Il concept di Fascia Manual Treatment prende in considerazione tutte le diverse forme di trattamento miofasciale in modo completo, così da massimizzare la risposta terapeutica, ottenendo un risultato clinico soddisfacente, in tempi rapidi e con minor incidenza di recidive. La forza del FMT concept sta anche nella sua capacità di essere applicabile in integrazione agli altri metodi di trattamento già noti.

Un efficace esempio di Fascia Manual Treatment si è potuto constatare nell’approccio al trattamento del Torcicollo Miogeno Acuto: integrando i diversi trattamenti fasciali di Restrain, Rebuild e Remodelling è possibile ottenere un risultato completo già in una sola seduta.

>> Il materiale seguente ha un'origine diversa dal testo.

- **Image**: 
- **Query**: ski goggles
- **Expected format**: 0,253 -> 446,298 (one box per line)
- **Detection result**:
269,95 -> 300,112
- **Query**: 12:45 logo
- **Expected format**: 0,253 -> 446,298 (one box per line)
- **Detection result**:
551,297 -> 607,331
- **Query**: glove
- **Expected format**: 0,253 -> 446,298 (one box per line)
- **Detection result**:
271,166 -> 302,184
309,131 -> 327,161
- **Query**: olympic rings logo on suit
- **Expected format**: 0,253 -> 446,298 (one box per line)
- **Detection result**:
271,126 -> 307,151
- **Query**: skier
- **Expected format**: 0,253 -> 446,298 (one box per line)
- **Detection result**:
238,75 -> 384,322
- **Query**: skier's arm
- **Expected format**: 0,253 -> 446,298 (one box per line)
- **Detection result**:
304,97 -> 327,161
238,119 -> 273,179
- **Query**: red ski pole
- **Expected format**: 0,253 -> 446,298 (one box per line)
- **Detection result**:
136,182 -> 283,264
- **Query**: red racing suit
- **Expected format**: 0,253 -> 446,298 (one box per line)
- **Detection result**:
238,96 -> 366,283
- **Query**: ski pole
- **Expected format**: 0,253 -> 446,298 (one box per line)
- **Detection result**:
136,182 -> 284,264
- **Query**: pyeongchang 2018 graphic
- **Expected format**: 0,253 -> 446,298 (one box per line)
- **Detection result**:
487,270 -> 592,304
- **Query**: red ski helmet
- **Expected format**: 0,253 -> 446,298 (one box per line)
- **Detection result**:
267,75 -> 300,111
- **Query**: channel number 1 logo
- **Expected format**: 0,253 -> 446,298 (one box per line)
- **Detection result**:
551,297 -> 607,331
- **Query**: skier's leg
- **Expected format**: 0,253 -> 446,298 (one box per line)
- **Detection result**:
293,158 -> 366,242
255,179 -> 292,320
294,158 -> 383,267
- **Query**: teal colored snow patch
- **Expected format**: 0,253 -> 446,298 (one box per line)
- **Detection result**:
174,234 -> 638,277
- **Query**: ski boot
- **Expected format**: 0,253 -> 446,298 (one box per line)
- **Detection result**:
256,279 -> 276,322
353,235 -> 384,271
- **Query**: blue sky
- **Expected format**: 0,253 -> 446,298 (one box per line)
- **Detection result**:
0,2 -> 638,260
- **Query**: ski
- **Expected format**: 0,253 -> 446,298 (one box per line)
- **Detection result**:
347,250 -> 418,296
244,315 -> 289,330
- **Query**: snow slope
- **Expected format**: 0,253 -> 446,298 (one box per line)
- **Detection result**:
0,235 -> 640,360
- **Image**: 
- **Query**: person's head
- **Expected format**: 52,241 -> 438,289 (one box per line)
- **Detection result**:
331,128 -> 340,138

Lungi dal pensare di aver trovato la metodica di trattamento “superiore” e soprattutto con la consapevolezza che vi sia ancora tanto da scoprire e apprendere, in un settore, come quello dei trattamenti miofasciali, ancora ricco di stimoli e sfide terapeutiche, il concept clinico di Fascia Manual Treatment cerca di inserirsi come proposta in grado di portare un piccolo contributo di chiarezza. Pur sapendo che nel FMT concept c’è ancora molto da perfezionare, forse nel mondo in continua evoluzione della ricerca fisioterapica la ricchezza di un metodo sta proprio nella sua potenzialità di sviluppo, più che nella convinzione statica di essere “arrivati” o di aver trovato la “soluzione definitiva”. In conclusione, più che pensare di essere giunti al traguardo, è più importante aver tracciato una giusta direzione di marcia.